Currently, DTC drug ads are required to present a product's major risks alongside its benefits to ensure a "fair balance" of information. But FDA and industry have long debated over the best way to present that information.
According to FDA, there are concerns that the risk statements in DTC broadcast ads are too long, which could result in consumers not understanding or minimizing the importance of a product's risks.
Under the new approach, FDA would allow drugmakers to limit the risks listed in broadcast ads to severe (life-threatening), serious or actionable risks, and require that the ad include a disclosure that not all risks were included, such as "This is not a full list of risks and side effects. Talk to your health care provider and read the patient labeling for more information."
The announcement comes just weeks after a study by FDA officials suggested that presenting limited risk information in DTC television ads could improve consumers' ability to recall those risks and after the Pharmaceutical Research and Manufacturers of America (PhRMA) criticized FDA's research efforts on prescription drug advertising for lacking a clear vision for how the research protects public health.

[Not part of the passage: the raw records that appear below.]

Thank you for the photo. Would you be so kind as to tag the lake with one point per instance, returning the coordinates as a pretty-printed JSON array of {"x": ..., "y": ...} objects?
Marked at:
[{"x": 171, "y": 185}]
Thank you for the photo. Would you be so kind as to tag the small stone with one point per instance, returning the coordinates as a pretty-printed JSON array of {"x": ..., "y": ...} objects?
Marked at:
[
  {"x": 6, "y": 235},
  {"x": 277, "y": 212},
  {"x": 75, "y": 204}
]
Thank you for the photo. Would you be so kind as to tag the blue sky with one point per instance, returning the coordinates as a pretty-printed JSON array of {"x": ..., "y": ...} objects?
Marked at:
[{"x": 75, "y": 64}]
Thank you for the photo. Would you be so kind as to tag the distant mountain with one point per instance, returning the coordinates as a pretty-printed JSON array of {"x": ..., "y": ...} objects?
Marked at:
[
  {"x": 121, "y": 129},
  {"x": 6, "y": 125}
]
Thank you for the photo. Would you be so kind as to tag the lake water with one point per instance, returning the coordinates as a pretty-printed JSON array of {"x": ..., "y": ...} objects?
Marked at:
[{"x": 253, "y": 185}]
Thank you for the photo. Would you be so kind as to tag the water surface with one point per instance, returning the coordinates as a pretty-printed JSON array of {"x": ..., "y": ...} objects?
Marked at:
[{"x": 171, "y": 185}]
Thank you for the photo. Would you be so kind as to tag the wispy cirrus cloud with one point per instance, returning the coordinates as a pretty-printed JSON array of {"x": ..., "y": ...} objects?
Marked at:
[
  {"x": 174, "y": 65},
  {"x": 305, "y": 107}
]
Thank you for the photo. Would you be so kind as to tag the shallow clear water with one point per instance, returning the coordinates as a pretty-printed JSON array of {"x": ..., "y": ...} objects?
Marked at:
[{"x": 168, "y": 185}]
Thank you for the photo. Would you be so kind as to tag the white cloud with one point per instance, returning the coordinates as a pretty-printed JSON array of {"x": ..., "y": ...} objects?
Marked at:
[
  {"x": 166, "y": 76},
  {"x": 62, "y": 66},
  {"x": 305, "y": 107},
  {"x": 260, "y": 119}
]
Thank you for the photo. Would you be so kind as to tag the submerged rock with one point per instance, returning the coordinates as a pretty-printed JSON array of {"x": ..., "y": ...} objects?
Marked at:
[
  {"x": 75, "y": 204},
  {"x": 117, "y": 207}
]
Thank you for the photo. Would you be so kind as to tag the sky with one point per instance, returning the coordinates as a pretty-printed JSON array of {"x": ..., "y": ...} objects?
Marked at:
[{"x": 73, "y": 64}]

"FDA's own research on broadcast TV drug advertisements suggests that a more targeted method for delivering risk information may lead to better retention of those risks," FDA Commissioner Scott Gottlieb said, adding that the agency's goal "is to make sure consumers who view broadcast ads walk away properly informed of the key potential tradeoffs of using a prescription medicine."
Now, FDA is asking for input from the public on the potential impact of requiring less risk information in DTC broadcast ads.
FDA says it is particularly interested in responses that highlight existing data on how well consumers understand benefit and risk information under the current approach.
The agency also says it wants input on the potential tradeoffs of limiting the types of risk information required for broadcast ads and on the impact of including a disclosure statement that lets viewers know that the drug has risks that were not listed in the ad.
In addition, the agency says it wants input on how to identify risks that are most relevant to patients versus ones that prescribers and physicians should be more aware of.
FDA also notes that some drugs do not have any severe, serious or actionable risks, and says it wants input on what risk information it should require in ads for those products.